Illustrating two causes of inefficiency in electric kettles sold in the 2020s
by Stephen Hewitt | Published
This article shows with photographs two causes of inefficiency in an electric kettle bought in 2021. These are:
An automatic cut-out that continues to push heat into the water after it has started boiling, so that heat is lost vaporising water.
A significant heat reservoir within the kettle. The heat in this reservoir is left behind and wasted when the water is poured out. It may also be lost vaporising water after the power has been turned off, as shown in Figure 1.
It then reports a simple experiment to quantify the heat lost in the kettle's heat reservoir.

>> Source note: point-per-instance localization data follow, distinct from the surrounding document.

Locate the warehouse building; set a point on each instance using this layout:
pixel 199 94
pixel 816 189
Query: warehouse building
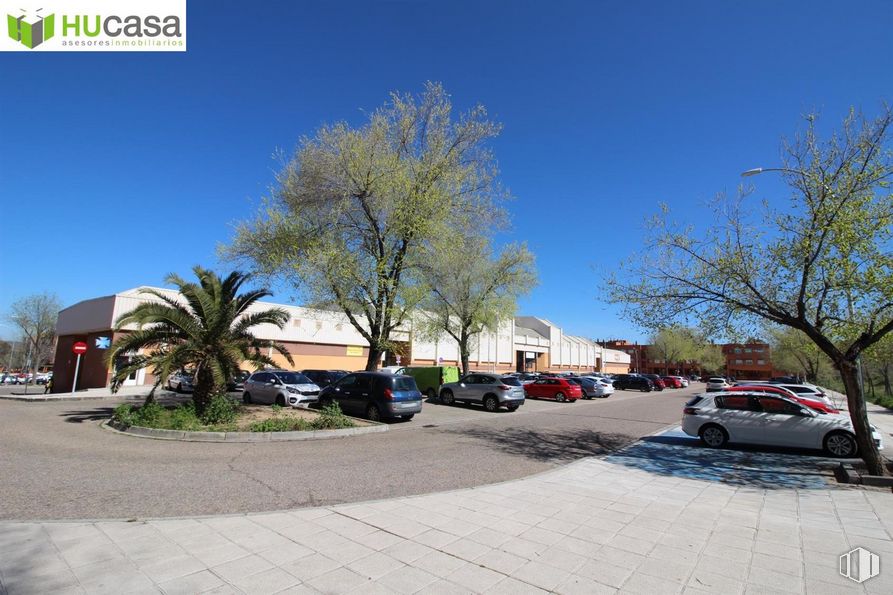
pixel 321 339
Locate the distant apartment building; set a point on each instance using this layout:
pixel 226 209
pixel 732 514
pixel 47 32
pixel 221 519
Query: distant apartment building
pixel 745 361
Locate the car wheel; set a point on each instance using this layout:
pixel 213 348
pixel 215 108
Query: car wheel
pixel 841 444
pixel 713 436
pixel 373 413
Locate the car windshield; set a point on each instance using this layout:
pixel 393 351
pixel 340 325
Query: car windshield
pixel 293 378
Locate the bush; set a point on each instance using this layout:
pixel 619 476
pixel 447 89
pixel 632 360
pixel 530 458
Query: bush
pixel 221 410
pixel 280 424
pixel 331 418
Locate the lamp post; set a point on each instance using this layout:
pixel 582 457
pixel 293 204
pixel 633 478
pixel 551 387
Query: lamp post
pixel 758 170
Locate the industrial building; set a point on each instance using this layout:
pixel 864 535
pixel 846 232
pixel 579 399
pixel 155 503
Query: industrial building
pixel 322 339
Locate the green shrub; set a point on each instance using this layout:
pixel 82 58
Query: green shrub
pixel 280 424
pixel 331 418
pixel 221 410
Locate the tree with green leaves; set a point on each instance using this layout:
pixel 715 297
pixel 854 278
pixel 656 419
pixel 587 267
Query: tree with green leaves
pixel 356 209
pixel 35 316
pixel 206 329
pixel 822 264
pixel 471 289
pixel 674 345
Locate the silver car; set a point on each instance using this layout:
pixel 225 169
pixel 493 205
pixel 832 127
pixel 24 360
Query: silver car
pixel 280 387
pixel 491 390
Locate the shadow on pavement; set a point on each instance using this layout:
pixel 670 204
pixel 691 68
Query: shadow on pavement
pixel 548 446
pixel 685 457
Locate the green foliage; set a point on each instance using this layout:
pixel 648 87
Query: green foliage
pixel 331 418
pixel 471 289
pixel 220 410
pixel 209 331
pixel 356 209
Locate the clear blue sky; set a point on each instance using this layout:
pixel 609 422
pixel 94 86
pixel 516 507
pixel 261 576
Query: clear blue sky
pixel 116 169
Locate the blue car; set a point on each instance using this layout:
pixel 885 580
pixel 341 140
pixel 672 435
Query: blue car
pixel 374 395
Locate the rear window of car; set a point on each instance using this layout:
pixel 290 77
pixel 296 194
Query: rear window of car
pixel 406 383
pixel 733 402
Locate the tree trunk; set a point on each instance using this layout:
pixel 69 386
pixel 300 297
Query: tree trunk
pixel 374 358
pixel 849 374
pixel 203 390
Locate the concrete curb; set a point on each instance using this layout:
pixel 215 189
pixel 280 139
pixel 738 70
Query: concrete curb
pixel 241 437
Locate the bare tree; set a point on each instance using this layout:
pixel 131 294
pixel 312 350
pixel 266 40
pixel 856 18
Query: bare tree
pixel 36 316
pixel 822 265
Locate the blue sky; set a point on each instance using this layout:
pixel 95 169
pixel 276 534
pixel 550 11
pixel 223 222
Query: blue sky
pixel 116 169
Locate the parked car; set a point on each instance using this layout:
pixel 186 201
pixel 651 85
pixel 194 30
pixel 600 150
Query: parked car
pixel 633 382
pixel 429 379
pixel 323 378
pixel 180 382
pixel 658 382
pixel 596 387
pixel 822 405
pixel 716 383
pixel 237 382
pixel 490 390
pixel 375 395
pixel 552 387
pixel 280 387
pixel 672 381
pixel 759 418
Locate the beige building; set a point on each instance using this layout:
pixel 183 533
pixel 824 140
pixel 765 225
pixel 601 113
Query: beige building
pixel 320 339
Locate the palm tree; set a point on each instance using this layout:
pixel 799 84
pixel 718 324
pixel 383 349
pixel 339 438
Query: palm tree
pixel 210 332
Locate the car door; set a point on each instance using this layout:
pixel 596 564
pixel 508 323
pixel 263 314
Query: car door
pixel 738 414
pixel 784 424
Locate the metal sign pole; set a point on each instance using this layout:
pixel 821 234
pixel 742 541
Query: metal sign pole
pixel 77 367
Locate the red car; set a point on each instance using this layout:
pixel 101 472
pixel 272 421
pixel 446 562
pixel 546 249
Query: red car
pixel 816 403
pixel 672 381
pixel 553 388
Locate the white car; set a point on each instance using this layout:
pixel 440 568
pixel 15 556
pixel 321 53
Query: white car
pixel 280 387
pixel 760 418
pixel 717 383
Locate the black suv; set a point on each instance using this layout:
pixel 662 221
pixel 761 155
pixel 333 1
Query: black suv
pixel 633 382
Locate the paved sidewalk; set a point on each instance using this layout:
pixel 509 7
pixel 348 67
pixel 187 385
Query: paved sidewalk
pixel 592 527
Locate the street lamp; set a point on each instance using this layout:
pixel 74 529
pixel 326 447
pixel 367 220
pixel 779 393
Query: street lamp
pixel 758 170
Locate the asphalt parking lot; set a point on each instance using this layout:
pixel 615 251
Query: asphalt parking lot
pixel 64 466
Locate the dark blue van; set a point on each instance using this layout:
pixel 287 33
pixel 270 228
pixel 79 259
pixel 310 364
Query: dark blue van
pixel 374 395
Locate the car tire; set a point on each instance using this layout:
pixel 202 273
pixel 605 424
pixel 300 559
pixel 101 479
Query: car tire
pixel 373 413
pixel 713 435
pixel 841 445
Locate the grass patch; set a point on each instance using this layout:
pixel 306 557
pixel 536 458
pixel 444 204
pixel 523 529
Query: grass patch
pixel 224 415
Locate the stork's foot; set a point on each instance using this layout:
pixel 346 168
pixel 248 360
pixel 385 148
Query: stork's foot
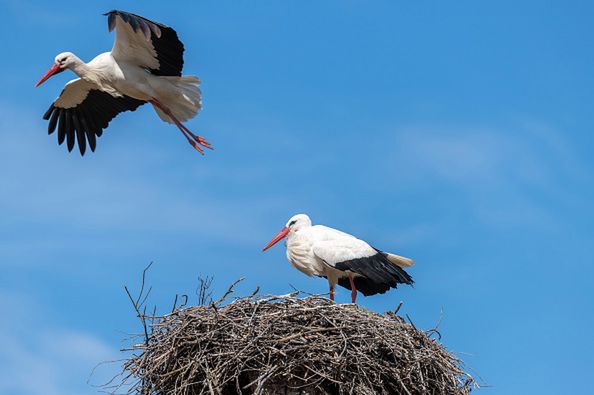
pixel 193 139
pixel 353 289
pixel 198 139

Although the kettle shown here is typical of many kettles, not all kettles are the same. Some of them have adjustable target temperatures for the automatic cut-out and do not have to boil the water. Some of them have the heating element in the water rather than concealed in the base.
The kettle shown here uses a bimetallic strip and relies on steam passing down a plastic duct on the back of the kettle to heat the strip. Its heating element is concealed in its base, where there is evidently a significant heat reservoir.
The photographs in Figures 2-9 are a sequence showing what happens when this kettle is left to switch itself off automatically. The stopwatch next to the kettle is intended to show the relative time of each photograph. (It was not started exactly when the heating started). The glass walls of the kettle show the water boiling. The ring of blue LED light around the base of this kettle goes on and off with the heating element, so each photograph also shows whether the heating element is on or off.
They show that this kettle kept the power on (about 2.1 kW as measured by a plug-in power meter) for more than 15 seconds with the water already boiling and that even after the automatic cut-out the water continued to boil from the kettle's stored heat.
Quantifying the waste heat left in the kettle
After the photographs here I made an experiment to estimate the heat left behind in this kettle.
The kettle was heated to near boiling, turned off, and emptied immediately. Then a known quantity of cold water at a known temperature was poured in as quickly as possible, in order that it would absorb the heat left in the kettle's hidden heat reservoir. This new water was left in the kettle for 90 seconds to absorb heat and then its temperature measured again.
In more detail, the temperature of this water was measured, both before and after it was in the kettle, by putting it into a vacuum flask and shaking the flask to ensure an even temperature and then making the measurement. Room temperature was about 19 °C, slightly below the initial temperature of the new water, meaning that no heat could come into the water from the environment.
Results
Initial temperature of cold water in vacuum flask = 21.2 °C
Temperature of water back in vacuum flask after 90 seconds in the just-used kettle = 32.9 °C
Mass of water determined by weighing = 630g
From these figures it is possible to calculate the waste heat energy that has been absorbed by the new water assuming a specific heat of water of 4,180 J/(K kg) as follows:
Waste heat = (32.9 - 21.2) x 0.630 x 4180 = ~31 kJ
To put this in perspective, the theoretical amount of energy that would be required to heat the kettle's minimum fill of water (600g) from room temperature (say 20 °C) to 100 °C would be:
Heat = (100 - 20) x 0.6 x 4180 = ~200.6 kJ
So ignoring other losses, to boil water on its minimum fill this kettle would waste in heating itself energy equal to at least 31/200.6 or ~15% of the heat that actually went into the water.
This is must be less than the true figure as the heat left in the kettle must be more than the amount actually absorbed by the new water, for several reasons.
By the laws of thermodynamics, it would never be possible to extract all the heat left behind in the kettle. The best you can hope for is that the temperature of the water becomes equal to the temperature of the kettle's heat reservoir. If the thermal capacity of the heat reservoir is small relative to the thermal capacity of the water, that would mean that most of the heat is then in the water. Further investigation is needed to measure the thermal capacity of this hidden reservoir, which this simple experiment does not attempt.
Heat is constantly lost to the environment while the new cold water is absorbing heat from the kettle.
The choice of 90 seconds to absorb the heat was arbitrary and may not have been long enough to absorb as much as possible. Further work would be required to find the optimum time, given the previous point.